I downloaded the mscms.dll from dll. dump online, but do not know where to put it. I did a search for the mscms.dll file as was suggested in my previous post. A search in run I recieved a message "windows cannot found "mscms.dll' I did a search in files files and folders, three pop up,:
C:/WINDOWS/Software/Service pack Files
C:/WINDOWS/SoftwareDistribution/Download/851ca0947900bb8445d31485b8290a6f/sp2
C:/WINDOWS/SoftwareDistribution/Download/851ca00bb8445d41485b8290a6f/spq2fe
I'm concerned that I did not put this mscms.dll in the correct place or file during download, would you know where I should apply it to? I know it is an extension application, but I dont have a clue where it needs to go for the printer to work.
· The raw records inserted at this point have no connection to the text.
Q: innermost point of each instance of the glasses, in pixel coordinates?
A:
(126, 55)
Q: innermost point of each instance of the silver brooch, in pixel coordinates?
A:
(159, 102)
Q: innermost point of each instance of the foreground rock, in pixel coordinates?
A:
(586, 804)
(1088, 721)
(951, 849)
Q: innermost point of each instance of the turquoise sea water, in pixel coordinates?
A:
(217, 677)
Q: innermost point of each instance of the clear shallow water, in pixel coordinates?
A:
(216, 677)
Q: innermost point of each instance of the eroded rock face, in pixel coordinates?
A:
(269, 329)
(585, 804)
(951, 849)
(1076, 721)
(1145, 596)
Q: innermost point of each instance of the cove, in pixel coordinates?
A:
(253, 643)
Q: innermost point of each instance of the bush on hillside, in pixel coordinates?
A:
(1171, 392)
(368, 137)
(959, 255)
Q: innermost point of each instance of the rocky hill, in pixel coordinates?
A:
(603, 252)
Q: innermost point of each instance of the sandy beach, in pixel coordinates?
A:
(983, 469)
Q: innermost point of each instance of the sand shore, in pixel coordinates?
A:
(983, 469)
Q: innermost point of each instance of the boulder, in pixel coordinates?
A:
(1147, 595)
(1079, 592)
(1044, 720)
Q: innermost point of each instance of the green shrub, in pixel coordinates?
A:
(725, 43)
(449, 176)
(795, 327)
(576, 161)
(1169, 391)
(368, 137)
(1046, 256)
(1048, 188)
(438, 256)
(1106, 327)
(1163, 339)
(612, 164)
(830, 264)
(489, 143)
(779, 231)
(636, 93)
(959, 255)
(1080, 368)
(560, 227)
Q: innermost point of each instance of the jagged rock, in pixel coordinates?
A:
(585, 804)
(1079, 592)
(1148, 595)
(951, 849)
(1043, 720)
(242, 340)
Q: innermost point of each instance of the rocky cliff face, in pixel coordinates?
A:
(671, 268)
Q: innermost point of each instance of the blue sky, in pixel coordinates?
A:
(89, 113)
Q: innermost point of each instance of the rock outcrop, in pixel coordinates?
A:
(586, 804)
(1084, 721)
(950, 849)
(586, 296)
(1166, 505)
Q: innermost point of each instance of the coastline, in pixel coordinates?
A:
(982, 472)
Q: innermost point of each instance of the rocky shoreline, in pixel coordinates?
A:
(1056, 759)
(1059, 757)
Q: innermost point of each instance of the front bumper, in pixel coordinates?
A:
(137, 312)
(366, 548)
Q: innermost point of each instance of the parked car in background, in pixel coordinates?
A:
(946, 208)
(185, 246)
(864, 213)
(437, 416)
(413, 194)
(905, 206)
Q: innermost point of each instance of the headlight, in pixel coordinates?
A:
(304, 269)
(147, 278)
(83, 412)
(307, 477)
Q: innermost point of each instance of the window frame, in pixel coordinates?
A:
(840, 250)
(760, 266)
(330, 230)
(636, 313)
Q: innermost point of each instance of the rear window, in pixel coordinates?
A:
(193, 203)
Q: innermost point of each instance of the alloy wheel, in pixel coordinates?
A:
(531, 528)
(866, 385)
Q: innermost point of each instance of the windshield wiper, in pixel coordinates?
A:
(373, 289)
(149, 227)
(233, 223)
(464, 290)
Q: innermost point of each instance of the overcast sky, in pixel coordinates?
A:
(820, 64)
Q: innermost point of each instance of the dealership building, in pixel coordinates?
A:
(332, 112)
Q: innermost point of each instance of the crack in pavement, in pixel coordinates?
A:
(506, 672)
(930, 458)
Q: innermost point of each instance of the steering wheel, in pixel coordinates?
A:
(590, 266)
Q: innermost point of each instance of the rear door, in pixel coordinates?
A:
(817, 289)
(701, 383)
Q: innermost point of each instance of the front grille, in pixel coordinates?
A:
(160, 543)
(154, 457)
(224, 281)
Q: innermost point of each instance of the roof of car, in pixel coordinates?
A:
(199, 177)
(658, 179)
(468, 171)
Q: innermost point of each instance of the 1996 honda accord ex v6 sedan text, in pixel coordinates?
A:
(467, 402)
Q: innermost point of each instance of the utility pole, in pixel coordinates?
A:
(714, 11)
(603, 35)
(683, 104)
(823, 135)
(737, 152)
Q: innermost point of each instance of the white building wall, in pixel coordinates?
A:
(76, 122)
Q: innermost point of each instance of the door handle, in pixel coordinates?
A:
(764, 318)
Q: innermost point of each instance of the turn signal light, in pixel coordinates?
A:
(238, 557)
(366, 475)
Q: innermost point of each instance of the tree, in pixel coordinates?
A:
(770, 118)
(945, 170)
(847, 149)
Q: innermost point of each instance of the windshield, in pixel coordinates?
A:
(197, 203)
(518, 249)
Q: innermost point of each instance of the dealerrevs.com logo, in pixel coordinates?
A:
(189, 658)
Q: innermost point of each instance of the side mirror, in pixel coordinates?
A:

Perhaps this is still causing the new error to pop up  (device installer error), I dont know, I'm totally confused. Thankyou, Marla


----------



## Tinygn0me

*slow down*

yikes calm down 

every things seems fine but i ned a few thigns before i can help

Printer named and model

also try installing windows updates

PS: i know you are new so i will explain windows...CANNOT install ANY drives other then its own products...so if its an HP or Lexsmart printer it wont istall you need the install dick or be sure it is PnP (plug and play means you plung in adn you are good to go)

ok GL please reply i will chekc this fourm later


----------



## DCIScouts

Windows actually can install many drivers for multiple different brands of printers.

As for your original problem, there are drivers available on-line at download.com or driverguide.com.  Although, I'm getting a feeling that your real problem has to do with the computer in general...  How long has it been since you re-installed Windows?


----------